Under the leadership of Rinehart and his colleagues, Farrar & Rinehart achieved notoriety for publishing the works of Hervey Allen, Katherine Brush, and Mary Roberts Rinehart. The company also achieved recognition as one of the first publishers of dollar fiction. After Farrar & Rinehart acquired the Cosmopolitan Book Corporation from William Randolph Hearst in 1931, the company began a new division to publish college textbooks. Publishers Weekly awarded Farrar & Rinehart its first Carey–Thomas Award in 1943 for its publication of the Rivers of America Series by literary figures.

==Rinehart & Co==
After Farrar left to start Farrar & Straus (now Farrar, Straus and Giroux in 1946, Farrar & Rinehart changed its name to Rinehart & Company. The new name reflected joint corporate leadership of Rinehart and Frederick Rinehart. Rinehart served as the vice president and Stanley Rinehart served as the president.

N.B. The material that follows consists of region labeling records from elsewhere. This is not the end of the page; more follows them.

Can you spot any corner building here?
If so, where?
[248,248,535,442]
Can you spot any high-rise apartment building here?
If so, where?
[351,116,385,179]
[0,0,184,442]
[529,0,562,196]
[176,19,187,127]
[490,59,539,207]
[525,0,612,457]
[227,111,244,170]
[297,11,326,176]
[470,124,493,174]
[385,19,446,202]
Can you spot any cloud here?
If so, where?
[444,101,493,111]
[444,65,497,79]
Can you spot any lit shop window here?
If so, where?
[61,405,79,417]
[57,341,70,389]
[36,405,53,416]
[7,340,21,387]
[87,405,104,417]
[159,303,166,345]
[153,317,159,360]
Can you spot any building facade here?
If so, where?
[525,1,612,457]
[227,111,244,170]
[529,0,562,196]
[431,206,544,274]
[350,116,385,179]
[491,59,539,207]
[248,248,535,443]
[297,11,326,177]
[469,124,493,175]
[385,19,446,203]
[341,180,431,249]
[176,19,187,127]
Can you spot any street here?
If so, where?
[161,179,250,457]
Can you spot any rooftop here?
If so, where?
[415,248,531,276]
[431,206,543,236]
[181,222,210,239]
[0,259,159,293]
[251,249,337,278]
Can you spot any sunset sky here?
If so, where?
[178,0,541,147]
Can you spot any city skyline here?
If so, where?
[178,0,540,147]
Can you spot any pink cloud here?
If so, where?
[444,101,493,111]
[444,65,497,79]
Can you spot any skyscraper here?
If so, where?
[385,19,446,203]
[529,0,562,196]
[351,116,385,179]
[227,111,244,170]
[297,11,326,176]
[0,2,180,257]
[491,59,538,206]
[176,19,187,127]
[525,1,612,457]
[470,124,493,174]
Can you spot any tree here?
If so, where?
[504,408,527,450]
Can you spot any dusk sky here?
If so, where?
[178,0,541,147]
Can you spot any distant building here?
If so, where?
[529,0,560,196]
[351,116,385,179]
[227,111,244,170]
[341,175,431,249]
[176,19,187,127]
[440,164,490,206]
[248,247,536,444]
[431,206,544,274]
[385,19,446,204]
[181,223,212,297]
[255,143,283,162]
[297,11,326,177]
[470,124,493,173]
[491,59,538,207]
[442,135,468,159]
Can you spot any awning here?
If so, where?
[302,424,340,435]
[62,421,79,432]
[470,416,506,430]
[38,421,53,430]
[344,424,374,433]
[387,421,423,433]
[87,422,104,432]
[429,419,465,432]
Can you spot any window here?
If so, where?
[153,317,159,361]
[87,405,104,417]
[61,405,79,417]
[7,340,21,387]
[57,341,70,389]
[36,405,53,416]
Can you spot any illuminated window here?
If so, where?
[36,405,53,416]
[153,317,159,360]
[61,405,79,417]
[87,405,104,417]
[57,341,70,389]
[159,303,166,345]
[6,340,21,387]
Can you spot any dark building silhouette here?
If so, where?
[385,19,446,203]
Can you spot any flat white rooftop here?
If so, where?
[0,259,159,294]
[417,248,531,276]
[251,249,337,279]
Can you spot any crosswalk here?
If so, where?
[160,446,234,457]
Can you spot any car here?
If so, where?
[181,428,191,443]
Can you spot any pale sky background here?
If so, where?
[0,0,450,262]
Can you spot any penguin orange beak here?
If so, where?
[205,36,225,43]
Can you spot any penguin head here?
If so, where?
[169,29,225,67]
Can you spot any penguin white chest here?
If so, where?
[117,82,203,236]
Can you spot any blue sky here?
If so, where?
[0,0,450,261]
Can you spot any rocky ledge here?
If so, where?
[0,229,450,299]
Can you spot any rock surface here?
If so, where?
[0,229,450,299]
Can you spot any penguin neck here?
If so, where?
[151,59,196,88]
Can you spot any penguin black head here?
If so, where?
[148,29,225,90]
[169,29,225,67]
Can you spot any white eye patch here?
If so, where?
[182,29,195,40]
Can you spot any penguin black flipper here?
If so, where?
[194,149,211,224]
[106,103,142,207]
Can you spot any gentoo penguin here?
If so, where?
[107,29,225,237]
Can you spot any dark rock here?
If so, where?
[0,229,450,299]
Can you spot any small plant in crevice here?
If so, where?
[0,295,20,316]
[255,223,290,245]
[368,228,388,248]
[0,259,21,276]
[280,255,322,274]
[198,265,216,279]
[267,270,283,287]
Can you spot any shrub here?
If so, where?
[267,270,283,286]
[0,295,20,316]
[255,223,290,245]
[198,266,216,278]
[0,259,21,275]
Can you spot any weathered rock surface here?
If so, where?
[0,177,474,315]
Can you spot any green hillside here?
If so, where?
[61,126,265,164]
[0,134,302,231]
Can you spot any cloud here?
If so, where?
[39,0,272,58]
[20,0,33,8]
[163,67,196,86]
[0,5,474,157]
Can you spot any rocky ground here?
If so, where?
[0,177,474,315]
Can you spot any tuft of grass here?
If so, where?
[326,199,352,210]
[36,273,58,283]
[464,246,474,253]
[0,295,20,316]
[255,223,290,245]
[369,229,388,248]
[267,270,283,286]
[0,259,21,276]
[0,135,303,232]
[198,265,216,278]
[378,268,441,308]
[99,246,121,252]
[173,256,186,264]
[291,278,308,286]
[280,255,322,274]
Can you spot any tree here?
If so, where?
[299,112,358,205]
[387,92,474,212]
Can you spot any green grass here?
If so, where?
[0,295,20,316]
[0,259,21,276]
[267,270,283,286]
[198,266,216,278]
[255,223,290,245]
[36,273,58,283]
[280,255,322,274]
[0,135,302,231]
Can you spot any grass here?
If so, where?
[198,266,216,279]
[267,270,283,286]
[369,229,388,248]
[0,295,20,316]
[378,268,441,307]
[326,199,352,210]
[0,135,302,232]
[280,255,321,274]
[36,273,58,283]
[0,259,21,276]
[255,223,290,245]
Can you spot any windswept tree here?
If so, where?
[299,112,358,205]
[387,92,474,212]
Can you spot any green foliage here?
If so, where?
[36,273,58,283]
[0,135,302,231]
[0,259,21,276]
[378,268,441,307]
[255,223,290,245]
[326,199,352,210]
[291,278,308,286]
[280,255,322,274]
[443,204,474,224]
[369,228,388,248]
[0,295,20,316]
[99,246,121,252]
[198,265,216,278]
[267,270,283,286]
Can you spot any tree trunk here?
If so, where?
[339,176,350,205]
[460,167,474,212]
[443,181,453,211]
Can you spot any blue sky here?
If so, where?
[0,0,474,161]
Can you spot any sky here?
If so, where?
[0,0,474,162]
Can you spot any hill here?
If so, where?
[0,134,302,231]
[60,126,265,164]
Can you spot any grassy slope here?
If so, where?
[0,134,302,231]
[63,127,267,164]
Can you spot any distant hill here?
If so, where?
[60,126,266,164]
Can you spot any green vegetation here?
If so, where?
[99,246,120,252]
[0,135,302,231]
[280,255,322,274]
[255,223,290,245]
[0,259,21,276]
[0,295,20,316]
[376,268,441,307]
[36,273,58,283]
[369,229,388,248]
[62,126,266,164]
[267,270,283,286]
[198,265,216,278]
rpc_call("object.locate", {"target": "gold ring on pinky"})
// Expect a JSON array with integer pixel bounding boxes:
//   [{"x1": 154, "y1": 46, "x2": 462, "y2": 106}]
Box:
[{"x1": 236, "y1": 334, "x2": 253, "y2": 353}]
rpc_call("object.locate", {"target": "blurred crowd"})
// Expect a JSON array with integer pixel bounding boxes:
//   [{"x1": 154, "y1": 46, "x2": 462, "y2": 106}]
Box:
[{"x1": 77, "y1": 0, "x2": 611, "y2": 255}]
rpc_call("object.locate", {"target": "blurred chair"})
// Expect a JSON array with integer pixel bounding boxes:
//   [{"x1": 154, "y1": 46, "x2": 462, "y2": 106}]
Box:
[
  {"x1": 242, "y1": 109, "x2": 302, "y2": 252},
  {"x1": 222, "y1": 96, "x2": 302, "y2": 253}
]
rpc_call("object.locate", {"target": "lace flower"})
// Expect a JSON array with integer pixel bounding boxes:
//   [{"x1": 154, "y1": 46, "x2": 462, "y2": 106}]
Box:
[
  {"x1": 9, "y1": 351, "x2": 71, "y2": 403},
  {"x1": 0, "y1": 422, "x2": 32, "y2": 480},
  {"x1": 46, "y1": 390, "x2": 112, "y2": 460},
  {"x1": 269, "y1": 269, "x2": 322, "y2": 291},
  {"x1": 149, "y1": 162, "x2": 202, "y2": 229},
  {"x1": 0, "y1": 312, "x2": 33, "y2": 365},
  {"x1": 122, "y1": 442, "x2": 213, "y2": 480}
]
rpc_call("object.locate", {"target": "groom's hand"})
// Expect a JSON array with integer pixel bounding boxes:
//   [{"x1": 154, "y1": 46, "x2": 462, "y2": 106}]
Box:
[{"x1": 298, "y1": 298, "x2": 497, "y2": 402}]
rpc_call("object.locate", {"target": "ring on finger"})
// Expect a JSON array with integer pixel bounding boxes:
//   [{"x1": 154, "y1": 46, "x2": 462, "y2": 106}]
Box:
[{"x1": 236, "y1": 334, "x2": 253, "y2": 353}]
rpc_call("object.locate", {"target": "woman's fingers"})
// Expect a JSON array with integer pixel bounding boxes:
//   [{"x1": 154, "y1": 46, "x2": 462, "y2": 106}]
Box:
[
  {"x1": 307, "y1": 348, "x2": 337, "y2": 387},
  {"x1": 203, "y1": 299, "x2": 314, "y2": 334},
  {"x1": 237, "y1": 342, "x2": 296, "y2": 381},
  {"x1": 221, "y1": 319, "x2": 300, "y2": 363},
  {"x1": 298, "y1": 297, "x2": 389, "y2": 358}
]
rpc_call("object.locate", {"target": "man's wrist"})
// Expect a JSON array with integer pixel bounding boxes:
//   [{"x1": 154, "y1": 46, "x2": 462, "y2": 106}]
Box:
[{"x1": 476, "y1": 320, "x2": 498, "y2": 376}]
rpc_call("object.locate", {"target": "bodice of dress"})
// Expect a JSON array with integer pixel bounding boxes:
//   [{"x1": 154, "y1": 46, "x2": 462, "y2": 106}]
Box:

Rinehart & Company achieved recognition for publishing the first books in Charles Schulz's Peanuts series, as well as works by Faith Baldwin, Stephen Vincent Benét, Norman Mailer, and Erich Fromm. In 1953, the company published The Wonderful World of Insects as the first book printed by the Photon (known as the Lumitype in France), a photographic type composing machine invented by René Alphonse Higonnet and Louis Moyroud. The Photon machine, known as the Lumitype in France, used a photoengraving process to print text and images on paper, which made hotel metal typesetting obsolete.

Seven years later, Rinehart & Company merged with Henry Holt and Company and John C. Winston Co. to form Holt, Rinehart, and Winston (now the Holt McDougal Division of Houghton Mifflin Harcourt). Rinehart served as a vice president at the new company before retiring from publishing in 1963.

== Publications ==
In 2003 Rinehart selected and introduced the book Chronicles of Colorado.

== Philanthropy ==
Rinehart served as President of the Mary Roberts Rinehart Fund. Incorporated in 1958 the foundation provides grants and editorial advice to promising writers. It also annually awards the Mary Roberts Rinehart Award to a woman writer of non-fiction.

==Family==
Rinehart married Elizabeth Sherwood from Geneva, NY. They had one child, Cornelia.